August 13th, 2008 at 6:49 am
Yes, there is. I am trying to create the scripts without many imports, using mostly Python’s included libraries.
August 14th, 2008 at 7:09 am
Um…that’s an interesting approach, although not one I would recommend in practice. Perhaps at the end, you could present a solution that uses one of the main Python scientific libraries. (This may also yield performance improvements if you feel this is important.)
August 14th, 2008 at 7:59 am
I guess in the end the scripts will evolve and I’ll include a scientific package. Also the scripts are very simple and straightforward, that sometimes big package might get in the way.

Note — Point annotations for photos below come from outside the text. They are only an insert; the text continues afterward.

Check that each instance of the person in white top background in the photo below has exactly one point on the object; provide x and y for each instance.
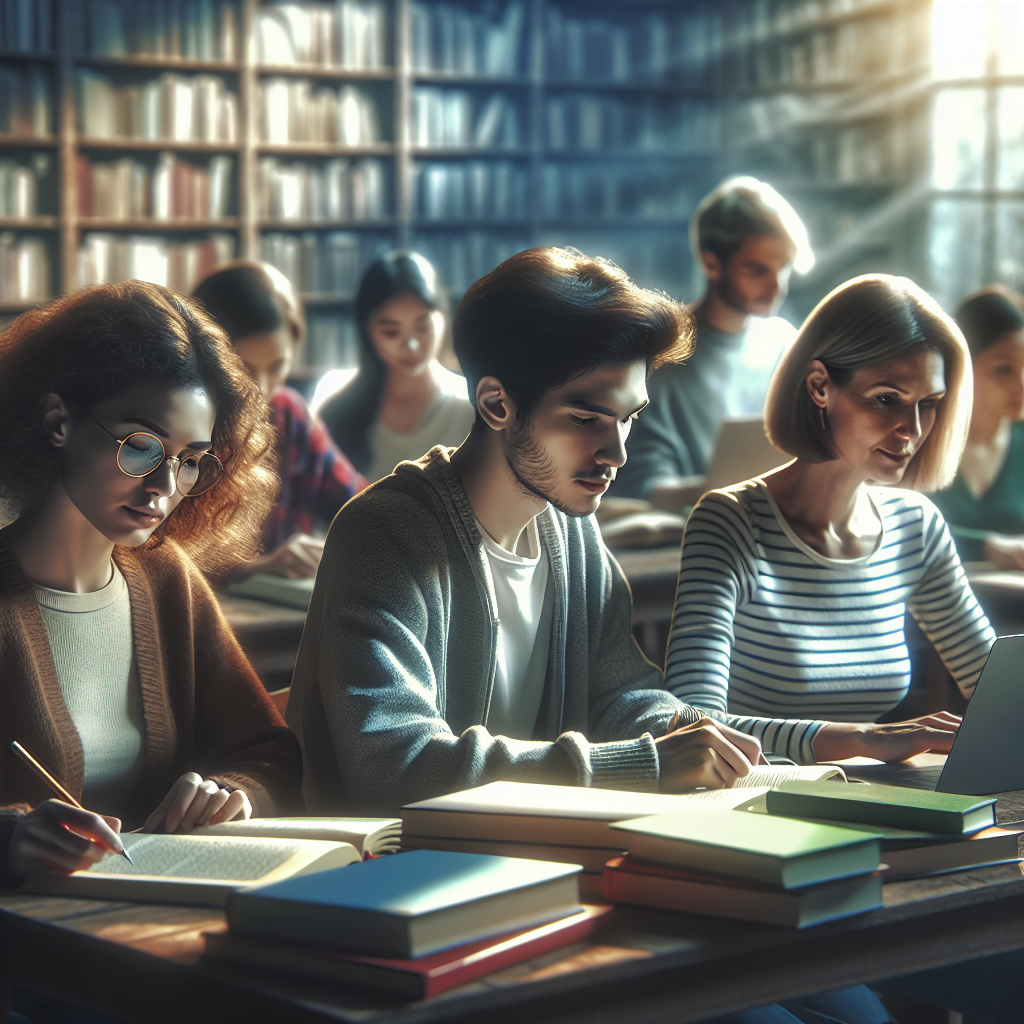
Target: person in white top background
(401, 400)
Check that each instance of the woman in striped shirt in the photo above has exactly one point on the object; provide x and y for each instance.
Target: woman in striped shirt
(793, 588)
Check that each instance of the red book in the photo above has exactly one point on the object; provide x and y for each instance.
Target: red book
(420, 979)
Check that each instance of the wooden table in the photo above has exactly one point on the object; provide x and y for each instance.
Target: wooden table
(143, 962)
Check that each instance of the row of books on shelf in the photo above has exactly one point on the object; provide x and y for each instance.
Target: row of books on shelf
(23, 183)
(848, 51)
(332, 339)
(129, 188)
(472, 189)
(175, 264)
(584, 190)
(763, 19)
(337, 189)
(684, 45)
(295, 111)
(25, 268)
(26, 101)
(175, 108)
(458, 40)
(347, 34)
(457, 117)
(323, 262)
(462, 257)
(584, 121)
(27, 26)
(199, 30)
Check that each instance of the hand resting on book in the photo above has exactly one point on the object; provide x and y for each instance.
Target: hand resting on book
(59, 838)
(706, 755)
(195, 801)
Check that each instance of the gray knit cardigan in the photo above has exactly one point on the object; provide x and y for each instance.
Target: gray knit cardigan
(393, 680)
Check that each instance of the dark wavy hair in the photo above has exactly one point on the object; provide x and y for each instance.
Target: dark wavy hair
(350, 414)
(549, 314)
(91, 345)
(988, 314)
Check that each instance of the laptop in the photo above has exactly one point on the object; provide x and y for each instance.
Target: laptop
(988, 753)
(741, 452)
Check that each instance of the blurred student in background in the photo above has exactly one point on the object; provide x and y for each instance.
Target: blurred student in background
(790, 608)
(401, 401)
(748, 240)
(134, 450)
(985, 505)
(255, 304)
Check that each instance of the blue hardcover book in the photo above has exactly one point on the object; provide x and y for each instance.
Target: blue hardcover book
(410, 904)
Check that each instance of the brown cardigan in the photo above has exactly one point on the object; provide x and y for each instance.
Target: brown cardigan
(203, 706)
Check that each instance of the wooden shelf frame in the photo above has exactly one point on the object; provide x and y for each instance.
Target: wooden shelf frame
(529, 90)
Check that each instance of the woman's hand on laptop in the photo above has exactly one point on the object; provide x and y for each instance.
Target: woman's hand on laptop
(705, 755)
(888, 740)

August 14th, 2008 at 10:31 am
Paulo, hold your ground. Numpy may yet prove useful, but for now it is premature optimization. Your audience will get more value from watching a small app develop and be benchmarked. Already I think the 500x performance difference between the numerically clever binomial approach vs 3 for loops is a good lesson. Keep it up.
August 15th, 2008 at 1:30 am
For those coming across this blog via a search, check out my comments in part 12 of this series. The “binom” implementation here is really slow, as Paulo’s benchmark in #12 shows. That implementation is decidedly not clever.
A faster implementation gives results in much shorter time. For the benchmark case, about 3,000 times faster.